Breast Cancer Awareness
Ashley Jowett
/ Categories: WELLNESS, 2021

Breast Cancer Awareness

As a radiation oncologist, I treat many people with breast cancer. With enhanced screening, improved treatment options, and advanced technology, I am grateful to say that breast cancer is having a much smaller impact on patients today than it has in years past. For Breast Cancer Awareness Month, I would like to share some important ways you can leverage all of the medical advances we’ve made to improve the likelihood that—if you do get a breast cancer diagnosis—it will be early in the disease and more treatable than at later stages.

  1. Know your risk. The most significant risks for developing breast cancer can’t be changed. If you are a woman and over the age of 50, you are at higher risk. Family medical history of breast or ovarian cancers, having dense breasts, and a personal history of breast cancer or non-cancerous breast disease also put women at greater risk. Reproductive history—including menstruating before age 12, starting menopause after age 55, having a first pregnancy after age 30, not breastfeeding, and never having a full-term pregnancy—increase risk as well. Some increased risk comes with lifestyle choices, including not getting enough exercise, being overweight or obese, taking hormones during menopause for more than 5 years, and drinking alcohol.
  2. Mitigate those risk factors you can. We doctors repeat this advice all of the time, but that is only because it is so important.

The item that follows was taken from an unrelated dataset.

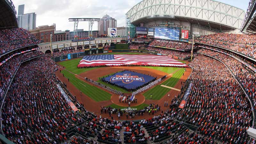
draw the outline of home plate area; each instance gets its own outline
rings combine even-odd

Eat a healthy diet and get some exercise every day. Both these actions will help maintain a healthy weight, which is beneficial in preventing all sorts of medical issues, including breast cancer.
  3. If you have a family history of breast or ovarian cancer, it’s a good idea to get more information. Learn about genetic counseling options. Genetic counseling is available conveniently in Bennington through a cooperation with Dartmouth-Hitchcock Health. Through genetic counseling, you can determine if it would be worthwhile to have the genetic tests necessary to determine whether you have a genetic mutation that makes you more likely to get breast or ovarian cancer. This information can be very useful in determining preventive steps.
  4. Get your annual screening mammogram. This is the most powerful tool we have for detecting breast cancer early. People who get their mammograms as recommended are more likely to have cancer treatments that are easier to manage and more successful. While it is certainly scary at first, many are able to look back on their cancer experience fully recovered and completely healthy.  
  5. Know the symptoms. If you discover a lump in your breast or armpit, thickening or swelling in part of your breast, irritation or dimpling of breast skin or nipple, redness or flaky skin in the nipple area or breast, discharge or blood coming from the nipple, pain in any part of the breast or nipple, or any change in the size or shape of the breast, call your doctor right away.

While we can’t completely wipe out any chance of getting breast cancer, we can take all of the small important steps necessary to limit the impact of breast cancer on our lives.

Dr. Matthew Vernon is a radiation oncologist at Southwestern Vermont Regional Cancer Center in Bennington.